Jeff lumps the Hudson plane crash, bombings in India, and Iran elections together when pointing out that “for a few minutes, the status updates of random people were valuable and ‘scooped’ mainstream news.” In the case of the Hudson plane crash, fair point. It is kinda cool that normal people were reporting the plane crash before the media did, but ultimately, it was the media that was able to report what had happened, and why. However, in both the India and Iran cases, we are talking about normal people who were able to send information out of a country that does not maintain a “free press.” Especially in the case of the Iran elections, where foreign journalists were kicked out of the country to avoid coverage of the executions happening in the street. Yes, those reports lacked depth and context and analysis, but would we have known what was happening otherwise?

Jeff’s next point is that most people don’t understand the “tenets” of journalism. I have mixed feelings about this one. Anyone capable of critical thinking is capable of doing journalism. It’s really not that hard. But I wonder about how many people in this country are actual able to think critically, what with the birthers and death panels and well, that list could go on for a whole series of blog posts. On the other hand, of the startups focusing on citizen journalism, how many are performing any basic training on how to perform interviews, fact-check or examine documents?

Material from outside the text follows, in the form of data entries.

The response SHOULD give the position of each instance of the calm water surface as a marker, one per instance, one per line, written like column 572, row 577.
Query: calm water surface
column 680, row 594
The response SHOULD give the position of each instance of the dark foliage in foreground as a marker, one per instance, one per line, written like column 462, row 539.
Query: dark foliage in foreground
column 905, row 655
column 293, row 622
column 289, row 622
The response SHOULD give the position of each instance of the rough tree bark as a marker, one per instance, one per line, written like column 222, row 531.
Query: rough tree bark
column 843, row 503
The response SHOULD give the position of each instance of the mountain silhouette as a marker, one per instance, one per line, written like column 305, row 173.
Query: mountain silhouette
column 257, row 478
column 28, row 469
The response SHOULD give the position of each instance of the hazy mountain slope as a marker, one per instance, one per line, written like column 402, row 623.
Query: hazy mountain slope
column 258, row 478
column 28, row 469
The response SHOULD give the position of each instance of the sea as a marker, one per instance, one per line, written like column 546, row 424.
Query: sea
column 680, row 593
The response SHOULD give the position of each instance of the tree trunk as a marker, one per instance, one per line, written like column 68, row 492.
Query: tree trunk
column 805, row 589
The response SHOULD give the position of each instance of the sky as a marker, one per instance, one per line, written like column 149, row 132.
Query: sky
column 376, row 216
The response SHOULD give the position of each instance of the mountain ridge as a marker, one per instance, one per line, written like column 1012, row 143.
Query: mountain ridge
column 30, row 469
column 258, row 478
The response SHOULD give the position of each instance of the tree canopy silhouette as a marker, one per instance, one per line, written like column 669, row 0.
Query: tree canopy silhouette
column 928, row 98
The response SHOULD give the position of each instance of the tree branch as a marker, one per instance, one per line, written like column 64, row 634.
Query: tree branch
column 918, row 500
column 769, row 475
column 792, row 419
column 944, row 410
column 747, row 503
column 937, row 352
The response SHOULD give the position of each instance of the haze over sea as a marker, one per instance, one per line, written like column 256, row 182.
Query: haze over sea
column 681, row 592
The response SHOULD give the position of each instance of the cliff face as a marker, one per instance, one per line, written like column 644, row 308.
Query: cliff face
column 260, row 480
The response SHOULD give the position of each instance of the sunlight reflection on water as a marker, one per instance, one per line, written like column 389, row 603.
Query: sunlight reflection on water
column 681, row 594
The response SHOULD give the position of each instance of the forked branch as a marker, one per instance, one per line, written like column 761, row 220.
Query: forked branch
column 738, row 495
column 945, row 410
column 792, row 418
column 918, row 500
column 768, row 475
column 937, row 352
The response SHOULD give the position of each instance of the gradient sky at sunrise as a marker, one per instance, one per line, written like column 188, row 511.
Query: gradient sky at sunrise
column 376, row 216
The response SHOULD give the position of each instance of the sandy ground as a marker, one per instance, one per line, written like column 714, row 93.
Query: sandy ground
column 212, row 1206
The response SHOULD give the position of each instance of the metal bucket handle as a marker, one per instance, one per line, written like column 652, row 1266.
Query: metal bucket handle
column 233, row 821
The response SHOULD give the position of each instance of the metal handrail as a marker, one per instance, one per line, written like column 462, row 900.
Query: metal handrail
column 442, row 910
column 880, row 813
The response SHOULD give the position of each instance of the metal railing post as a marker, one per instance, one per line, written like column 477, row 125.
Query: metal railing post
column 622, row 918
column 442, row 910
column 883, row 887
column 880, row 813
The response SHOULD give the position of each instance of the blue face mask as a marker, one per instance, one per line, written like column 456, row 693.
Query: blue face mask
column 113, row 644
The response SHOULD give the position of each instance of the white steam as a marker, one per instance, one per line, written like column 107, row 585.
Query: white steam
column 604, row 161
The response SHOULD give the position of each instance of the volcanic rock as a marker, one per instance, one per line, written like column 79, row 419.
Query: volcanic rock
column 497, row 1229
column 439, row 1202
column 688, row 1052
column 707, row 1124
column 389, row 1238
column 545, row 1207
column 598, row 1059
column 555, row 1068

I do agree with: You get what you pay for. The whole “content farm” thing has been discussed to death, but ultimately, I can’t see how anyone can make a living, or even reasonably supplement an income, earning $40 (or less) for a well-gathered, analyzed, fact-checked, and fair report.

Regarding his argument about Wikipedia, Jeff is correct, and yet I think this is a bad illustration. How long did it take Wikipedia to become the repository of facts that it is today? And still, from time to time, a journalist (professional or otherwise) lifts something out of Wikipedia that turns out to be just plain wrong.

On beating the mainstream media: Someone is always going to be there first, and I don’t care who it was. I care who can provide me with the most correct information about what is going on. Unless there’s a crazed gunman running around my neighborhood, it’s a moot point.

Jeff next bashes the “early warning system” concept, “Shit that happens ‘on the ground’ (ie in plain sight) is rarely where the actual shit takes place (behind closed doors, beneath stacks of documents).” In the case of Pakistan’s nuclear potential, he might be right. But I think that what happens on the ground is often a reflection (however indirect) of what happens behind closed doors. Also, plenty of newsworthy shit happens in plain sight. May I bring up the Iran elections again?

At this point, we’re halfway though Jeff’s post. I’m tired of reading and arguing with what is basically a rant against the structure that is currently being built around citizen journalism. Jeff goes on about status updates, trust, SEO, and the future of journalism. There are things I agree with, and things I disagree with. For someone who got a Masters in journalism, Jeff is astonishingly bad at being clear about his argument.

Throughout the post, Jeff seems to be confused on what his point is. That citizen journalism is not a proxy for professional journalism? I agree. That citizen journalism is useless? I disagree. That Ground Report is a load of over-hyped bullshit? I’m not qualified to have an opinion, because I don’t read GR. That the startups built around citizen journalism are doing it wrong? I don’t know that anyone is qualified to have an opinion on that, because nobody has had a long enough run at it.